Yet another accident that STM probably would have stopped

Published: February 08, 2018

On August 29 2017, the “Star of Sawara” grounded in Danish Waters. Three months later this might not have happened, and had she had STM on-board, she would definately have been warned ahead!

August 29, the “Star of Sawara” is sailing from the Baltic towards the North Sea, planning to voyage through the Greater Belt in Denmark. However, she never reached that far.

In 2017, no ships had STM-enabled navigation systems on-board. Nevertheless, let us assume that she had made her voyage plan in adherence with the traffic separation scheme (TSS) for the main Greater Belt passage. Had she had STM-equipment on-board and had she shared her voyage plan with a Route Check-service it would probably had given a green light to the plan.
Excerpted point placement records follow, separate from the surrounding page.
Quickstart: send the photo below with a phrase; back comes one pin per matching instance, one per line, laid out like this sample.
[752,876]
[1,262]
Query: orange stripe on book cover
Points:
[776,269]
So no improvement with STM… so far.

When the ship reached the TSS between Denmark and Germany, she started to behave in a way that would have triggered alarms had there been an STM Enhanced Monitoring service.

1) At 08:43 she leaves the TSS by sailing too much starboard (Alarms 1-3 in the illustrations below)
2) At 09:29 she comes into the wrong lane, the port lane instead of the starboard lane – sailing in the opposite direction of the traffic. (Alarm 4)
3) At 10:38 she leaves the TSS sailing too much to the starboard again (Alarms 5-6)
4) At 10:43 she runs aground (Grounding)

The approach to the grounding. Illustration: Navicon

Had there been a monitoring service, it might have caught the errors, even if the “Star of Sawara” was not an STM-enabled ship, for example by assigning the ship a standard route and detect deviations. In November 2017 Navicon updated the Danish Navy’s Montoring system to be STM-enabled and being able to assigning standard routes. But that was three months too late for the “Star of Sawara”!

With STM, the final error would have been caught, and a communication to the ship would have been established already by the first error. We can imagine other STM services that would have prevented all the errors, e.g. Navigational Assistance, an experienced officer ashore being a virtual deck officer.